Creating an Azure Data Factory
Welcome back to the next step in our journey from Blob storage to PowerBI.
Now that we have created our blob storage account and our SQL databases, now it is time to create the pipelines that will move the data from location A to B.
The service that is responsible for this is called Azure Data Factory (or ADF for short). Now, before I continue, I have to mention that Azure markets this product as an ETL tool (Extract, Transform, Load) while I see it more of an orchestration tool.
What this means in real life is that when thinking about "What should I use ADF for" it is mainly as a tool that will copy/move data and "orchestrate" different activities within ADF pipelines. This will become more clear as we go through our examples and this is not to say that ADF cannot do ETL functions. However, when compared to other tools such as Informatica, SAP Data Services, or Databricks, ADF still has a ways to go to become a contender in that space.
To learn more about ADF please follow the helpful links provided by Microsoft: Azure Data Factory.
With that out of the way, the first step is to create an Azure Data Factory.
Note: I will be using ADF to reference Azure Data Factory.
Set up to create an Azure Data Factory
First log into the Azure portal and then type in "Data Factory" in the search box and then click on the "Data factories" icon:
First step to data domination!! |
After clicking on the ADF icon you will then be taken to the home page that lists all of the different Data Factories that have been created so far under your subscription. If you are working at a company that actively uses ADFs you can filter down the list by clicking on "Subscription" tab highlighted in the red circle. By default ADF is set to show all.
This screen lists all of the ADFs that have been created so far or help you find other ADFs. |
To start the process click on the "Add" button. This will take you to the ADF creation screen.
Creating an Azure Data Factory
The process of creating an ADF is relatively simple. Once you click on the "Add" button you are taken to the creation page where the main selections that you need to make are to which subscription/resource group you want this ADF to be created in and then select from which region you want this ADF to be created in.

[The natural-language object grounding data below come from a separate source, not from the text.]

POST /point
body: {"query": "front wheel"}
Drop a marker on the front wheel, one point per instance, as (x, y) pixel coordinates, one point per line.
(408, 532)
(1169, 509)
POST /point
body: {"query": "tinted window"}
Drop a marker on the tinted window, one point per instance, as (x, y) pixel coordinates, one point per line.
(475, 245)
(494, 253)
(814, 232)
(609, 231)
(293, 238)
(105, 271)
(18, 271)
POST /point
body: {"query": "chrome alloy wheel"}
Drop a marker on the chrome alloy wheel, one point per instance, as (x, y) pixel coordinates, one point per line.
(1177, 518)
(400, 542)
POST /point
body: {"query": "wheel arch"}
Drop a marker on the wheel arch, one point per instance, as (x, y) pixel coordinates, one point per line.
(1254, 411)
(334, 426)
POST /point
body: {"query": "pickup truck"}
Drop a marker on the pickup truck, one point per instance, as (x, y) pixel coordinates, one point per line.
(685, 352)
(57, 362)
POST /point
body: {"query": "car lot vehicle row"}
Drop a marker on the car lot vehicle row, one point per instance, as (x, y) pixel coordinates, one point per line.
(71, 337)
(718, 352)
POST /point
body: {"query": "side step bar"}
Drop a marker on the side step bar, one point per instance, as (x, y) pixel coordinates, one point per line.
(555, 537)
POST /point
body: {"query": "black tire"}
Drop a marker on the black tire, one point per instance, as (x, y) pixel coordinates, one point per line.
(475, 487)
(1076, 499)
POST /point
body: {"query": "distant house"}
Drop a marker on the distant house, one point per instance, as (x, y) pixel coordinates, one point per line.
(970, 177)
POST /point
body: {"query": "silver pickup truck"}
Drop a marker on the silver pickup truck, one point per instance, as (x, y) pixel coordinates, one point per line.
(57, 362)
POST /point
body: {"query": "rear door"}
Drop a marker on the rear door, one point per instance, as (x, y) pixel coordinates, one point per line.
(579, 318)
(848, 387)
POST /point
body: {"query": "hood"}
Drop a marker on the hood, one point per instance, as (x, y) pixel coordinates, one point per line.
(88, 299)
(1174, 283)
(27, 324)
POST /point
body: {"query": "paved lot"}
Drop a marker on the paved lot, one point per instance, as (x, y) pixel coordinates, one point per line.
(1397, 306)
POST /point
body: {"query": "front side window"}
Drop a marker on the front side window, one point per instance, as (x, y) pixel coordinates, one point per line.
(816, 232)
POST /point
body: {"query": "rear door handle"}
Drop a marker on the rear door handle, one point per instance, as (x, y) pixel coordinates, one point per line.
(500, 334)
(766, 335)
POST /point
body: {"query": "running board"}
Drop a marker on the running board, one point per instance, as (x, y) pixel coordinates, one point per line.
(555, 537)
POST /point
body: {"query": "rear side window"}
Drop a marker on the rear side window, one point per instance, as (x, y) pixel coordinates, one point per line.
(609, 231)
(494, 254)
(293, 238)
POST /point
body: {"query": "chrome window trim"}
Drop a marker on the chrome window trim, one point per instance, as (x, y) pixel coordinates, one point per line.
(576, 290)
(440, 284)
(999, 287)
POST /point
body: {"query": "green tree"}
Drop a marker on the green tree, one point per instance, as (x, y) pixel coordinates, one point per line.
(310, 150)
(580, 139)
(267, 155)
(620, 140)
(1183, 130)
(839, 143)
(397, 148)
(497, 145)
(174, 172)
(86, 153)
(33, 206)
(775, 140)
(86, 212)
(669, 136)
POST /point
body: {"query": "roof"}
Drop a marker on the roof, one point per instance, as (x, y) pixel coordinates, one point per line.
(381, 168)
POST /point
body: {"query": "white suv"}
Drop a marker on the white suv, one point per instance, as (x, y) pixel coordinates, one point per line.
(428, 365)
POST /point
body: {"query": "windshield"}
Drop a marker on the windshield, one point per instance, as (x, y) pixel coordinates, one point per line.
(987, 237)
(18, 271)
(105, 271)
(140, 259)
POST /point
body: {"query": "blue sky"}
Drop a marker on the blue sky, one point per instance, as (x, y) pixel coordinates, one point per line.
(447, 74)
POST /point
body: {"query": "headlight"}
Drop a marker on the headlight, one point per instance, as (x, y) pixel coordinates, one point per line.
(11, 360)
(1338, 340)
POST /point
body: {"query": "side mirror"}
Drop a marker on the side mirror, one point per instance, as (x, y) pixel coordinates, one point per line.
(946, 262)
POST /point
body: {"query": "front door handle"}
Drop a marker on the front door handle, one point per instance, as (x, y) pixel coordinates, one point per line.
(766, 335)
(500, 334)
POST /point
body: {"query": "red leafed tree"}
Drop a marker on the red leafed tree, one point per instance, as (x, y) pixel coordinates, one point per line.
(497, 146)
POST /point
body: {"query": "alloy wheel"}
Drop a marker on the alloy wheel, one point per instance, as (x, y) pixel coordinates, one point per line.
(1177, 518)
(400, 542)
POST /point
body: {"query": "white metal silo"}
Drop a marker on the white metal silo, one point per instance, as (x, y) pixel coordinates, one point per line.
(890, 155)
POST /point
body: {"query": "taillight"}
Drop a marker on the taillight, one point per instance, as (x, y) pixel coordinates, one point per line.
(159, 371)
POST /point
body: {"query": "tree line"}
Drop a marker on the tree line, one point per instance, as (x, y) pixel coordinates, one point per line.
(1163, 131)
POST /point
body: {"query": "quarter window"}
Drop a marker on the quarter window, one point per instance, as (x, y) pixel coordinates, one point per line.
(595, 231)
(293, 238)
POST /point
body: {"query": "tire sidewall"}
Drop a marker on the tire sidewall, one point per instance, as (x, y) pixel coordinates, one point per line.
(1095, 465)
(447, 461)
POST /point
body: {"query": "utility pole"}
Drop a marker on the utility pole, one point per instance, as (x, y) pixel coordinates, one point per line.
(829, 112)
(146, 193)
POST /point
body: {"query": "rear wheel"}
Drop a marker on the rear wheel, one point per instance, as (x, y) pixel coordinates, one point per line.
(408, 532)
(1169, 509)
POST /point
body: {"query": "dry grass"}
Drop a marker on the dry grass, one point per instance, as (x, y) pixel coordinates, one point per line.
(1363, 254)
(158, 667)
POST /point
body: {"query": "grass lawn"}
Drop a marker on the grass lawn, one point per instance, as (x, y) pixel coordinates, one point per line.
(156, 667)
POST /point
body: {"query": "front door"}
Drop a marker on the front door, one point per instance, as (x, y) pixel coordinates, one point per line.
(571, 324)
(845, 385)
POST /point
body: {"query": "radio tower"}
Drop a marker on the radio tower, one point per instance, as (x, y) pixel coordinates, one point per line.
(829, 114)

Probably the least amount of fields to fill out in Azure world |
In the above screenshot we filled out the following:
- Subscription group - this value is usually auto filled so if you need to create it in a different location make sure to check that first.

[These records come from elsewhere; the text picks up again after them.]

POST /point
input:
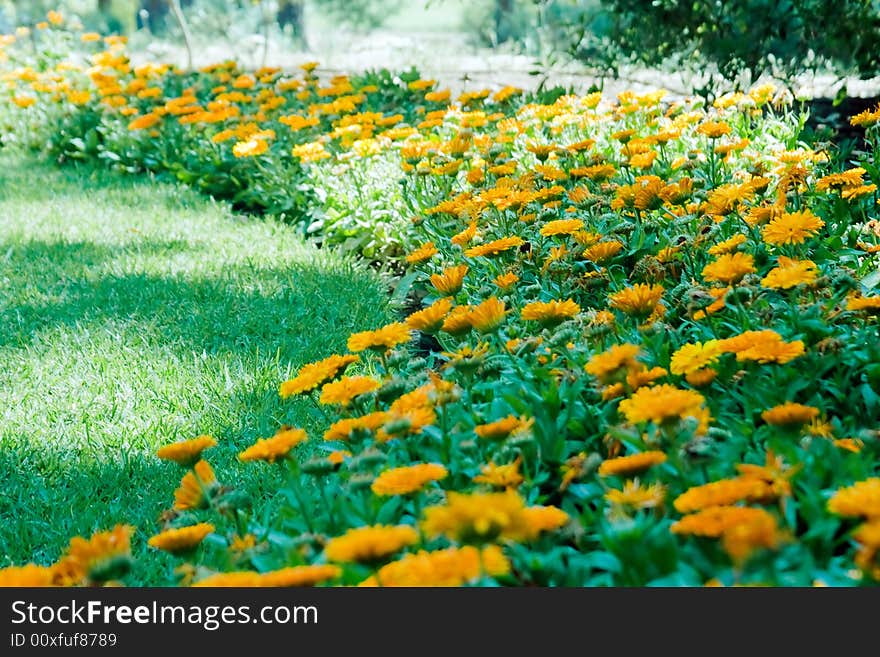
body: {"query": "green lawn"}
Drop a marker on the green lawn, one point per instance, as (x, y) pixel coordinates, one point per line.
(133, 314)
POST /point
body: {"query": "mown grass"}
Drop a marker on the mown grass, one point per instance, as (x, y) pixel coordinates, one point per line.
(133, 314)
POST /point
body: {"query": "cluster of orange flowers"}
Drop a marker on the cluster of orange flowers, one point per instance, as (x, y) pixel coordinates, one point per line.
(624, 300)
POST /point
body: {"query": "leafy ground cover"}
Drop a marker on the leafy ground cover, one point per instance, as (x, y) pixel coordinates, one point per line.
(603, 380)
(132, 314)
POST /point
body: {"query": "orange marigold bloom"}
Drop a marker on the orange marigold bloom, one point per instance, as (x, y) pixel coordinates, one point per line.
(639, 300)
(714, 129)
(186, 452)
(713, 521)
(370, 544)
(312, 375)
(611, 361)
(424, 252)
(631, 464)
(693, 357)
(602, 252)
(494, 248)
(636, 496)
(449, 281)
(661, 403)
(488, 315)
(408, 479)
(792, 228)
(181, 539)
(30, 575)
(387, 337)
(859, 302)
(501, 429)
(276, 447)
(505, 281)
(561, 227)
(195, 487)
(344, 428)
(431, 318)
(299, 575)
(789, 273)
(144, 122)
(729, 268)
(346, 389)
(501, 476)
(765, 346)
(449, 567)
(250, 148)
(860, 499)
(724, 492)
(96, 558)
(789, 414)
(481, 517)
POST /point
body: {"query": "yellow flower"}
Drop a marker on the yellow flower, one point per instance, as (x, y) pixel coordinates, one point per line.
(608, 363)
(727, 246)
(488, 315)
(729, 268)
(505, 281)
(639, 300)
(430, 319)
(299, 575)
(636, 496)
(792, 228)
(449, 281)
(144, 122)
(95, 559)
(344, 428)
(312, 375)
(859, 302)
(661, 403)
(724, 492)
(789, 414)
(484, 517)
(501, 476)
(550, 313)
(561, 227)
(860, 499)
(181, 539)
(424, 252)
(409, 479)
(714, 521)
(763, 346)
(631, 464)
(714, 129)
(494, 248)
(186, 452)
(602, 252)
(250, 148)
(501, 429)
(276, 447)
(311, 152)
(693, 357)
(370, 544)
(450, 567)
(789, 273)
(382, 339)
(30, 575)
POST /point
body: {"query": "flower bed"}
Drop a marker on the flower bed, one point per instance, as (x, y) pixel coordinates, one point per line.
(648, 342)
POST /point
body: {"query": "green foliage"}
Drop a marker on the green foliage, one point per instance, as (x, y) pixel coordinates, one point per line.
(134, 313)
(748, 37)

- Resource group - Like in the above, this is to further filter down where ADF will live. You can either select an already created resource group or create a new one.
- Region - This one depends on the location you live in. As a rule try to create it as close as possible to where your data resides to reduce the time it takes the data to be sent from one region to another.
- Name - the name of the ADF
- Version - so by default V2 will be selected. This is the newest version of ADF that Azure provides. For context the V1 version is still offered as a legacy option, but the number of tools available in that ADF will be limited. If possible always use V2 (or later versions when they roll out).
Always working on a prod version of ADF? That will never lead to trouble. |
If you see this you are in good shape |
When someone pulls this up you know you are dealing with a pro. |
Got to be the worst name to say "open this ADF". You will then be taken to the main ADF page. This page will include links to tutorial videos and is also the starting screen that shows you the basic activities you can do. |